The recent launch is also better understood in the context of the IRGC’s role in Iranian politics. In the last decade, the Corps has transformed itself into an ultra-governmental organization with an extended reach in Iran’s economy, domestic, and international politics. This means both independence from the executive branch and the power to interfere with its agenda and ultimately shape the government. While there are growing concerns in Iran that the country is accelerating towards becoming another North Korea, where military power is achieved with a high price from national prosperity, hardliners disregard these views and emphasize the importance of self-reliance in achieving national security.

In your opinion, how should countries respond, if at all, to the IRGC space programme?

Perhaps the biggest risk of the IRGC’s space programme is the potential for its satellite launch vehicles (SLVs) to be repurposed for use as long-range ballistic missiles.
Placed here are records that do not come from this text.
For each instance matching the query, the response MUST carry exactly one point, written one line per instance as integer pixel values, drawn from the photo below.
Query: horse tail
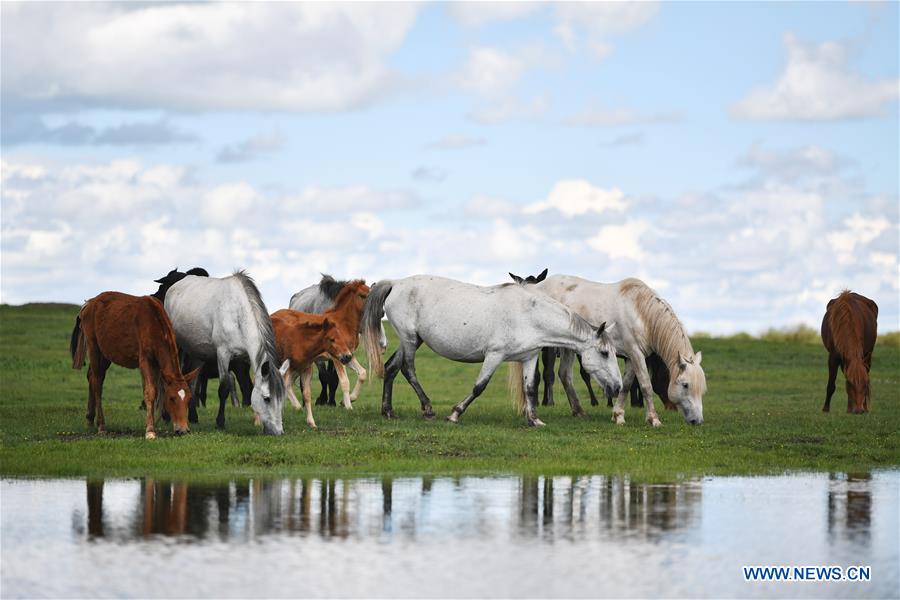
(514, 384)
(371, 324)
(77, 345)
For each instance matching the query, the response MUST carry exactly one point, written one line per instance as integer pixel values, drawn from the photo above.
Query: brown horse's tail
(515, 385)
(77, 345)
(371, 324)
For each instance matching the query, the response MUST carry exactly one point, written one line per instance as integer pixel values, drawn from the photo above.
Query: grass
(762, 412)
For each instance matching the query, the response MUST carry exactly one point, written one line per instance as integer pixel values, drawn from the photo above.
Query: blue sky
(742, 158)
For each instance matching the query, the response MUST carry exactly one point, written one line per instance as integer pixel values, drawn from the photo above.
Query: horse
(849, 331)
(659, 374)
(470, 323)
(317, 299)
(303, 337)
(646, 325)
(133, 332)
(210, 369)
(224, 320)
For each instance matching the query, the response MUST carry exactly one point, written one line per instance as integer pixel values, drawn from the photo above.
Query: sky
(741, 158)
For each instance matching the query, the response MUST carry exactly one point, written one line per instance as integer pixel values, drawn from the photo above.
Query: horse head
(338, 339)
(530, 279)
(599, 359)
(176, 398)
(687, 384)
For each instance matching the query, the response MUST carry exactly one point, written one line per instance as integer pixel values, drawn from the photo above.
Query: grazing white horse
(470, 323)
(225, 319)
(645, 323)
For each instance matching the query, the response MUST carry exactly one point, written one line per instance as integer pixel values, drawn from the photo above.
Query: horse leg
(242, 374)
(361, 376)
(627, 379)
(306, 382)
(530, 385)
(490, 364)
(333, 383)
(566, 362)
(548, 357)
(834, 362)
(223, 361)
(391, 368)
(345, 384)
(643, 377)
(586, 378)
(289, 378)
(322, 370)
(149, 377)
(408, 368)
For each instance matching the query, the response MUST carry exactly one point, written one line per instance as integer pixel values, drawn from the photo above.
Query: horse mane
(347, 288)
(267, 350)
(578, 325)
(330, 287)
(664, 330)
(844, 331)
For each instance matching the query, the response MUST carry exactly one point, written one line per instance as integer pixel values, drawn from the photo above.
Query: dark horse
(133, 332)
(209, 370)
(849, 330)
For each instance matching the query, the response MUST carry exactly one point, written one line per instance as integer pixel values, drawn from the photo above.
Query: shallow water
(446, 537)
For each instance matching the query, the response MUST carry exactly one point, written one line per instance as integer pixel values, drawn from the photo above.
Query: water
(445, 537)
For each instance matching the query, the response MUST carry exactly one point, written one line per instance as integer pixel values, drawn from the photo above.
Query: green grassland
(762, 412)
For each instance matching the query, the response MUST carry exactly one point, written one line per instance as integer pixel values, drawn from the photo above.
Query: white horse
(316, 299)
(470, 323)
(225, 319)
(645, 323)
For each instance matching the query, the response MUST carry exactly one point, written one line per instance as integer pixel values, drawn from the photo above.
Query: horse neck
(345, 310)
(557, 330)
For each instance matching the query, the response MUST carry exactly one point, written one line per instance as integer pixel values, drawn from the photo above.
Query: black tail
(76, 345)
(371, 322)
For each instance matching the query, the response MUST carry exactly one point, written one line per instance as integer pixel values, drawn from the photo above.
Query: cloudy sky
(742, 158)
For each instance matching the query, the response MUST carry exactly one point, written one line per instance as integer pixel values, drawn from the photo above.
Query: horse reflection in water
(569, 507)
(850, 507)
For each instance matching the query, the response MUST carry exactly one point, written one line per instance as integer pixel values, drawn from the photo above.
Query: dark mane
(330, 287)
(267, 351)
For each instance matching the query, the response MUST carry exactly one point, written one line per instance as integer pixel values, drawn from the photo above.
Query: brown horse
(133, 332)
(849, 330)
(302, 337)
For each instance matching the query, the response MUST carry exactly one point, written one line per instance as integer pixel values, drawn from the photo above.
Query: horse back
(126, 328)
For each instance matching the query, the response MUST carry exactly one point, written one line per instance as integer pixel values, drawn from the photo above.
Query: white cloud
(348, 198)
(477, 14)
(202, 56)
(578, 197)
(621, 241)
(817, 84)
(490, 71)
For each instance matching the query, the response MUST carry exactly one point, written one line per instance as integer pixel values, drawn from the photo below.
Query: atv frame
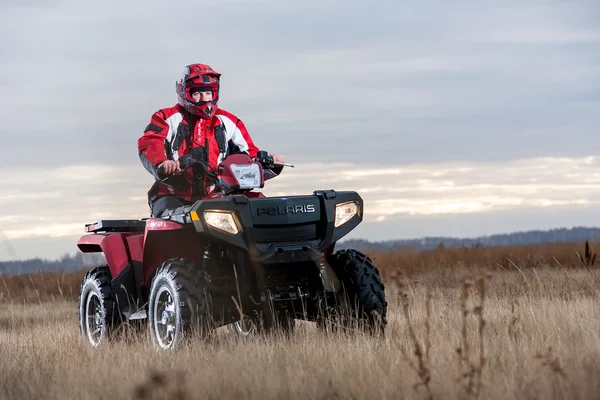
(233, 256)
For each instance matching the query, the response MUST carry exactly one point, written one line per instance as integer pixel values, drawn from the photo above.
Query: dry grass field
(489, 323)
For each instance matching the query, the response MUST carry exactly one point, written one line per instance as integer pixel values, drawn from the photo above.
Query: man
(196, 126)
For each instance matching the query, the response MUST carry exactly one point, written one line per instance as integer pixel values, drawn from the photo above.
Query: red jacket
(173, 132)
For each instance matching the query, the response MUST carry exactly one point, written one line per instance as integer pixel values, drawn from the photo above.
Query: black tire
(98, 313)
(179, 302)
(362, 302)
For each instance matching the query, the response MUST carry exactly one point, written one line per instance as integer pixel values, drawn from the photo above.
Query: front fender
(112, 245)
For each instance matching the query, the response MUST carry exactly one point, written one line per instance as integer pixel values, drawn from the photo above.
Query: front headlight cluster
(344, 212)
(222, 220)
(227, 222)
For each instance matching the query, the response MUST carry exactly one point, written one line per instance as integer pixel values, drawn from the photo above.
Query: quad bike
(235, 256)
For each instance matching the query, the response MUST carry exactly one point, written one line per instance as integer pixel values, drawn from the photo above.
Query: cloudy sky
(459, 118)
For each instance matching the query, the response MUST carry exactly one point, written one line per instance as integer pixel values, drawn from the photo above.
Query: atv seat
(117, 225)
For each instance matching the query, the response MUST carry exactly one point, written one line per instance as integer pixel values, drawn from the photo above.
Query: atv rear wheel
(97, 306)
(362, 300)
(178, 302)
(248, 328)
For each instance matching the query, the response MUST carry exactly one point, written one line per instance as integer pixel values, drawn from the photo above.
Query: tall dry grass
(518, 323)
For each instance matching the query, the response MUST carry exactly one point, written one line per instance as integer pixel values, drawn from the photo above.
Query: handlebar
(187, 161)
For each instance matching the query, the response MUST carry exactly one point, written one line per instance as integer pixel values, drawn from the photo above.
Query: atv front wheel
(97, 306)
(362, 299)
(178, 302)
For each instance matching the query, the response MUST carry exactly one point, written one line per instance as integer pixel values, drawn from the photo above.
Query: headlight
(344, 212)
(222, 220)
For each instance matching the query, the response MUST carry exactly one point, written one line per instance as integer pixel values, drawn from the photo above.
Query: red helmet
(203, 77)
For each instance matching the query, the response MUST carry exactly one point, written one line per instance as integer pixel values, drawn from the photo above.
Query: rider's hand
(277, 158)
(169, 166)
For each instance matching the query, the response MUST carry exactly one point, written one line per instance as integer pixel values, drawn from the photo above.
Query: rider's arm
(151, 145)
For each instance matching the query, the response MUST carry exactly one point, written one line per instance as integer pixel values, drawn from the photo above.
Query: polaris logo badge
(299, 209)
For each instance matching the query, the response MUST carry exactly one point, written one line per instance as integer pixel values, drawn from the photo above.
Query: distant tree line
(87, 260)
(508, 239)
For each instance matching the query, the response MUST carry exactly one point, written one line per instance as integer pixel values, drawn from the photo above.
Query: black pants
(167, 202)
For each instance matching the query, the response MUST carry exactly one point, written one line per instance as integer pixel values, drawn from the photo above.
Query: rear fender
(165, 239)
(123, 253)
(114, 247)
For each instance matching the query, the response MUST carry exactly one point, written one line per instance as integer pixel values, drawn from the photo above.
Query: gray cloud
(400, 200)
(318, 81)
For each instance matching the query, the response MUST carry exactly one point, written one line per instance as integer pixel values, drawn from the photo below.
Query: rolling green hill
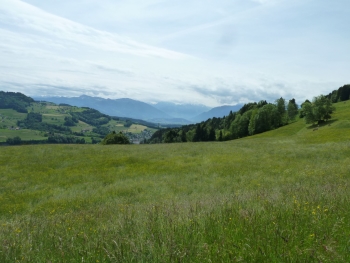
(280, 196)
(60, 123)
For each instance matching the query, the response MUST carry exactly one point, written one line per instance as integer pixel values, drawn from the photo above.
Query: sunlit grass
(282, 196)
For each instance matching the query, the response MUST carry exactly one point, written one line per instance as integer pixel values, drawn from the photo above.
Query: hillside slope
(274, 197)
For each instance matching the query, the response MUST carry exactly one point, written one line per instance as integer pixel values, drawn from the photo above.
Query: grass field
(281, 196)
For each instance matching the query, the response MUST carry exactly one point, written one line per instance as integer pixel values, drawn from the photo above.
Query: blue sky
(209, 52)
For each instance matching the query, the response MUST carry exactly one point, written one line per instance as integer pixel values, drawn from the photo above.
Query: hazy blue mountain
(118, 107)
(216, 112)
(182, 111)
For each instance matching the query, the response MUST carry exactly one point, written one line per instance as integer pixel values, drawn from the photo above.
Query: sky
(221, 52)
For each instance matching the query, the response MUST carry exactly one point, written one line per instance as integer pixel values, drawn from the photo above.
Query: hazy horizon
(195, 52)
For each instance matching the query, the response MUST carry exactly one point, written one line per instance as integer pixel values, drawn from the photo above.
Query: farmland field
(281, 196)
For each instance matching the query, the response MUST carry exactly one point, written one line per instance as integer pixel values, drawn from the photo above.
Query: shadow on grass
(322, 124)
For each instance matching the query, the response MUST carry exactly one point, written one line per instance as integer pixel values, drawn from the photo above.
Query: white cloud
(192, 51)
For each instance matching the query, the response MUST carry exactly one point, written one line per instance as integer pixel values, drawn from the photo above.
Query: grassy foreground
(282, 196)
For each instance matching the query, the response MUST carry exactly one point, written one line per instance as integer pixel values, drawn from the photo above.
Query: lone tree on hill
(319, 110)
(115, 138)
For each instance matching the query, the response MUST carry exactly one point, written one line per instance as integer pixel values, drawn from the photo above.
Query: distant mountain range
(216, 112)
(162, 112)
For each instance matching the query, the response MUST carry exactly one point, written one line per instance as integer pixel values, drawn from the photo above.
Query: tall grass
(281, 196)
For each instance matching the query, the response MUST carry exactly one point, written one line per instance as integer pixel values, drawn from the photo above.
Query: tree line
(254, 118)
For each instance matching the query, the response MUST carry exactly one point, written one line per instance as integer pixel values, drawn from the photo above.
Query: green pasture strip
(25, 134)
(265, 198)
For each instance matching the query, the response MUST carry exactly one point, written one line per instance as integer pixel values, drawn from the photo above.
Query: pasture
(281, 196)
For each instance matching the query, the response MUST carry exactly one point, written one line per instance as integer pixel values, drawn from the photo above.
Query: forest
(254, 118)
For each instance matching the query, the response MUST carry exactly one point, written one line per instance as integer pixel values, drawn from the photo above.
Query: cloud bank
(225, 52)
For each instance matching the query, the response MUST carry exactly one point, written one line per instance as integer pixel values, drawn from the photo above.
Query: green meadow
(280, 196)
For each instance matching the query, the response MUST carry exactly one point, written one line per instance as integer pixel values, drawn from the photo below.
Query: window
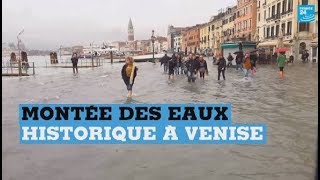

So long as they continue working with liquid fuel SLVs, the ability to repurpose them into an operational viable long range missiles is low. But if they switch to all solid-fuel SLVs, as they have suggested, then circumstances become more complex and threatening. Thus, the international community should attempt to develop a framework agreement on ballistic missiles that would allow Iran to continue its space programme for peaceful purposes, but simultaneously curb activities that could potentially lead to the development of an intercontinental ballistic missile.

Dr. Mahsa Rouhi. Photograph courtesy of the Belfer Center for Science and International Affairs, Harvard Kennedy School, Harvard University.

Mahsa Rouhi is a Research Fellow in the Non-proliferation and Nuclear Policy programme at the IISS. Her research primarily focuses on nuclear policy and security strategy in the Middle East, particularly Iran. Dr. Rouhi is also an associate of the Project on Managing the Atom and International Security Program at Kennedy School’s Belfer Center for Science and International Affairs. She received her PhD from King’s College, University of Cambridge, UK. She received her B.A. in Economics from Shahid Beheshty University in Tehran, Iran, and her Master’s Degree in Political Theory from the University of Sheffield, UK.